2006: In his first statement since becoming Israel’s acting prime minister, Ehud Olmert says he wants to resume final peace talks with the Palestinians and take harsh action against Israeli squatters in the West Bank.

2007: Jainal Antel Sali Jr, a top leader of the al-Qaeda-linked Abu Sayyaf rebel group in the Philippines who was accused of kidnapping three Americans in 2001 and of masterminding one of Southeast Asia’s worst terror attacks three years later, is killed by Filipino army forces. The Doomsday Clock is set at five minutes to midnight in response to North Korea’s first nuclear test.

2008: A British Airways jet from Beijing carrying 152 people crash-lands at London’s Heathrow airport, injuring 19 people and causing more than 200 flights to be cancelled. American-born chess player Bobby Fischer, who became the youngest grandmaster in history when he received the title in 1958, dies at age 64 in Reykjavík, Iceland.

2009: Timmy, the oldest male gorilla in a North American zoo, celebrates his 50th birthday at the Louisville Zoo in Kentucky.

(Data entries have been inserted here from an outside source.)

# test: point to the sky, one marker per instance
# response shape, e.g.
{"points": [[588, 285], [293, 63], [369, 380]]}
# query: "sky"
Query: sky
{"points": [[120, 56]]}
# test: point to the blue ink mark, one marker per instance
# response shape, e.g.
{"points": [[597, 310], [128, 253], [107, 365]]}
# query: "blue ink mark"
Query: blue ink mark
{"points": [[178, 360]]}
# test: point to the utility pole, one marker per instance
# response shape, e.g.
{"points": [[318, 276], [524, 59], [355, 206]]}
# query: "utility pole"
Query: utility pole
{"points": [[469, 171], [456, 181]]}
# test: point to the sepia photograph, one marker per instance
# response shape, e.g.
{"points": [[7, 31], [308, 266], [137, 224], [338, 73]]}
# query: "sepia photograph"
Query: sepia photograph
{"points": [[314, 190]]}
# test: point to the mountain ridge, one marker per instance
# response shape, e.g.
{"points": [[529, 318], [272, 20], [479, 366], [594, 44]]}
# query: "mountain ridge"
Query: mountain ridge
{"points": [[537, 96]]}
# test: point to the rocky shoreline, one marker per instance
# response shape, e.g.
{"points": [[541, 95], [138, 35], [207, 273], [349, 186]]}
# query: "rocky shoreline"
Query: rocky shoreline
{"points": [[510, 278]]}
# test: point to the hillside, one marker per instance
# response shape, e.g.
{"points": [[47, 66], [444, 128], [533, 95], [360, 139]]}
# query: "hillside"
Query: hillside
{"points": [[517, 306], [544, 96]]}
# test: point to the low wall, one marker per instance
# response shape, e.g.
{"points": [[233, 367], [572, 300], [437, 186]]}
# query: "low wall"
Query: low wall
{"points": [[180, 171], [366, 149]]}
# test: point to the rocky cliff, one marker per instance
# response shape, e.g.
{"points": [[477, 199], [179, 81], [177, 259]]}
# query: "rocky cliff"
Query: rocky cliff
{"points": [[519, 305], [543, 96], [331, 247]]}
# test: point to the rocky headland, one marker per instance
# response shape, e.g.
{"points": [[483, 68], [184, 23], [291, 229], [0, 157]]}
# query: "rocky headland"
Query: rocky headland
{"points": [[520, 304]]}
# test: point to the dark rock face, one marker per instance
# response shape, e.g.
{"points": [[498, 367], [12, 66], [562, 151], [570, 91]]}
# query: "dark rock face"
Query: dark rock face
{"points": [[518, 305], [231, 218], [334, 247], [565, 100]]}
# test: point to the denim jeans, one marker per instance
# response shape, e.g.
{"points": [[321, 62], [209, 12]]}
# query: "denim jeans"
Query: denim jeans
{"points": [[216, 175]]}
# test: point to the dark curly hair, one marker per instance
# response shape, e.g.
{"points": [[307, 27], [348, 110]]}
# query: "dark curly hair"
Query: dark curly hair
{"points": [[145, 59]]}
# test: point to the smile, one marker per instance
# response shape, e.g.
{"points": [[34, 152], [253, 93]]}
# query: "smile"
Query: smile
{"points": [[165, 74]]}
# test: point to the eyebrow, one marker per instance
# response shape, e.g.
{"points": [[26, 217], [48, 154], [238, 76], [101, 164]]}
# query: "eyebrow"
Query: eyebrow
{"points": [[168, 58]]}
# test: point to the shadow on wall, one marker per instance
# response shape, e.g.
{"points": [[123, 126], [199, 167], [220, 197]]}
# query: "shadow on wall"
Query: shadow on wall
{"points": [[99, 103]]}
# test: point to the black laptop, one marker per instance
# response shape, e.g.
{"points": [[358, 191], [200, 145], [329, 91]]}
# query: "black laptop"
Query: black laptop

2010: In a synagogue visit haunted by history, Pope Benedict XVI and Jewish leaders spar over the record of the World War II-era pope during the Holocaust and agree on the need to strengthen Catholic-Jewish relations.

2011: Tunisia’s prime minister announces a national unity government, allowing opposition into the country’s leadership for the first time in a bid to quell civil unrest following the ouster of President Zine El Abidine Ben Ali.

2012: Scientists confirm that 15 pounds (7 kilogrammes) of rock collected shortly before in Morocco fell to Earth from Mars during a meteorite shower the previous July.

2013: Algerian special forces launch a rescue operation at a natural gas plant in the Sahara Desert and free foreign hostages held by al-Qaeda-linked militants, but estimates for the number of dead vary widely.

TODAY’S BIRTHDAYS

Leonhard Fuchs, German physician (1501-1566); Benjamin Franklin, US statesman and scientist (1706-1790); Anton Chekhov, Russian dramatist (1860-1904); Alphonse Capone, US gangster (1899-1947); Betty White, US actress, (1922-2022); James Earl Jones, US actor (1931- ); Muhammad Ali, US boxer (1947-2016); Una Morris, Jamaican Olympian in 1964, 1968 and 1972 (1947- ); Jim Carrey, Canadian actor (1962- )

— AP/Jamaica Observer

Private use of home VCRs to tape TV programmes for later viewing is approved by the Supreme Court today, in 1984.
The youngest chess grandmaster in history, at age 15 in 1958, Bobby Fischer dies this day at age 64 of kidney failure.